Placement of implants in younger patients that are skeletally immature is contraindicated. Implants act like ankylosed teeth and hence lack the ability to erupt and compensate for changes in growth. This may lead to the implant submerging over time and may also interfere with the normal growth of the jaw. Individual assessment by serial cephalometric radiographs, one year apart, is needed to confirm that growth has truly ceased [6] prior to implant placement.

In the elderly patient, there is no upper age limit contraindication for implant therapy. However, the elderly patient may not be able to undergo prolonged surgical procedures, is likely to possess more systemic health factors and have decreased ability to adapt to new prostheses, may have poorer oral hygiene practices, and may require longer healing times due to changes in bone and calcium metabolism which can potentially affect osseointegration.

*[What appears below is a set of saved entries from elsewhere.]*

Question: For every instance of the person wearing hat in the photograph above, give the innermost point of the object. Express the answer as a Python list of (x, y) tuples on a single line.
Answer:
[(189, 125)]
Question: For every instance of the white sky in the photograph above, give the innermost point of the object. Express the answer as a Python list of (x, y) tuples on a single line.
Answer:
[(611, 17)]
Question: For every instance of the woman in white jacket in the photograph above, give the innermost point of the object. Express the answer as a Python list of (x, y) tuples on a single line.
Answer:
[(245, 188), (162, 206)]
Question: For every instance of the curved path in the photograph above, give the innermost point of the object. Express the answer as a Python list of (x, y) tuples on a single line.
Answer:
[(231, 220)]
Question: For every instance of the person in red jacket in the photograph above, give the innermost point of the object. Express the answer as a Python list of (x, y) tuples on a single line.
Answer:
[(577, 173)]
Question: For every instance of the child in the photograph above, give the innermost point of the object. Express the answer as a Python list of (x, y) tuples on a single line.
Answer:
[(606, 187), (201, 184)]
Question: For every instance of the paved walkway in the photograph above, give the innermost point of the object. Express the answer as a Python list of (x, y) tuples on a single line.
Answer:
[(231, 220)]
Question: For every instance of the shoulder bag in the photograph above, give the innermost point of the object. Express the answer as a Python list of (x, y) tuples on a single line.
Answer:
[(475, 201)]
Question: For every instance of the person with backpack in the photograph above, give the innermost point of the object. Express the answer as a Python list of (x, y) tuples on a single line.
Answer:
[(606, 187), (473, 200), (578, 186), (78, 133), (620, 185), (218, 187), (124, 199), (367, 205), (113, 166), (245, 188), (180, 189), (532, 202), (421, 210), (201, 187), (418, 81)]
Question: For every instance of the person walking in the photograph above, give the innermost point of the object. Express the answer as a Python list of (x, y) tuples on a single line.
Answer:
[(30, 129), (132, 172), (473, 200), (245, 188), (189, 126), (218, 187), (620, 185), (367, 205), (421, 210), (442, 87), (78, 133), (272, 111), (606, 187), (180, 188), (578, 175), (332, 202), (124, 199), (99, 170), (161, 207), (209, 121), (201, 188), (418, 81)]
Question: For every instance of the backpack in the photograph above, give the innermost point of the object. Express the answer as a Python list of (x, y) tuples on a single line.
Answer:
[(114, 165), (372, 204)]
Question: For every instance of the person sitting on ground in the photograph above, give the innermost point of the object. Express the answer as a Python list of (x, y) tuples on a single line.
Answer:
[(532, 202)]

Nevertheless, the literature suggests that age does not have an impact on osseointegration of implants, nor survival of the implants after osseointegration.

2.1.5 Smoking

It has been documented that smoking may impair wound healing through the vasoconstrictive effects of nicotine, which may compromise tissue perfusion and vascularity. This also may reduce the tissue capacity to combat infection.

Multiple studies demonstrate a significant relationship between smoking and higher failure rates of implants [2, 7, 8]. Bain and Moy [8] revealed that smokers had more than twice the percentage of implant failures when compared to non‐smokers (11.3 versus 4.8%). Two studies investigated the effect of smoking on initial healing of the implant [7, 9]. They showed smokers had a higher failure rate than non‐smokers, particularly in the maxilla.

Bain [7] found a statistically significant difference between smokers and non‐smokers, as well as between smokers and those who underwent a protocol of cessation of smoking during the period of implant placement and initial healing. Under the protocol suggested by Bain, patients are advised to cease smoking for a minimum of one week prior to and at least eight weeks after implant surgery. The short‐term implant success rates were similar to those who had never smoked. However, long‐term heavy smokers should be informed about the reduced success rate, especially for maxillary implants.

2.1.6 Osteoporosis and Bisphosphonate Therapy

Osteoporosis has been defined as a decrease in bone mass and bone density with an increased risk and/or incidence of fracture. Currently there is no evidence to suggest that clinical diagnosis of osteoporosis affects all parts of the skeleton uniformly. Thus, a diagnosis of osteoporosis in other parts of the skeleton does not presume that the maxilla and mandible are affected. A systematic review [10] reports no evidence for a higher failure rate of dental implants in the osteoporotic patient.

The mode of action of bisphosphonate and other osteoporosis‐related medications is to disrupt osteoclastic‐mediated bone resorption, and this may reduce bone deposition by osteoblasts with a reduction in bone resorption and bone turnover.

Medication‐related osteonecrosis of the jaw is a potential complication with long‐term use of bisphosphonates and complex surgeries. The impaired bone healing may leave exposed bone uncovered by mucosa resulting in chronic pain, infection, bone loss, and possible pathologic jaw fracture. The risk is increased in IV infusion therapy of these medications, other comorbidities, duration of medication usage, and the complexity of surgery.

In a postal survey, Mavrokokki et al. [11] estimated the risk of osteonecrosis of the jaw after dental extraction to be 0.09–0.34% with weekly oral alendronate (Fosamax) and 6.7–9.1% with IV formulations used for bone malignancy.